The U.N. said on Tuesday that it was worried about the impact of recent events in Brazil on the country's ability to continue fighting poverty and its democratic stability, as it forecast that poverty likely rose in Latin America in 2015.
Brazil has been hit by the worst recession in decades and the administration of President Dilma Rousseff is facing the threat of impeachment and a corruption probe, hampering its ability to enact policies to turn the economy around.
The U.N. was deeply concerned about the recent political turmoil, said Alicia Barcena, head of the Santiago-based Economic Commission for Latin America and the Caribbean (ECLAC), the United Nations' regional arm.
"We are alarmed to see the democratic stability of the country threatened," she said.

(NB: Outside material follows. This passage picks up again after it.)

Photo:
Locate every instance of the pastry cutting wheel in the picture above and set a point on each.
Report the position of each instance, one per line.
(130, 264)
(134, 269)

It was also concerned that progress Brazil has made in tackling poverty could reverse, said Barcena.
"We are worried. Brazil has been one of the most successful countries on this issue [of tackling poverty], and it carries on being very efficient," she said.
ECLAC director Lais Abramo said government-led programs had been crucial in this, and that it was "very important" to keep them going to prevent a backslide.
"We don't have data for 2015, but we know there is an important economic crisis, with a recession and unemployment rise, and it is very likely that will negatively impact on poverty numbers," she said at a press conference following the publishing of a report on poverty in the region.
Children play in water at a slum in Recife, Brazil, March 2, 2016.
The total number of people living in poverty in Latin America is predicted to have increased to 175 million, or to 29.2 percent of the region's total population, from 28.2 percent in 2014, ECLAC said in the report.
However, there has been significant variation within the region. Between 2013 and 2014 there was an increase in the number of poor people in Guatemala, Mexico and Venezuela, but a decrease in Brazil, Colombia and Ecuador, it said.
Across Latin America poverty fell significantly in the first decade of this century, from over 40 percent, as Chinese growth helped propel a commodities boom. But since 2012 progress has largely ground to a halt as the commodities boom has ended.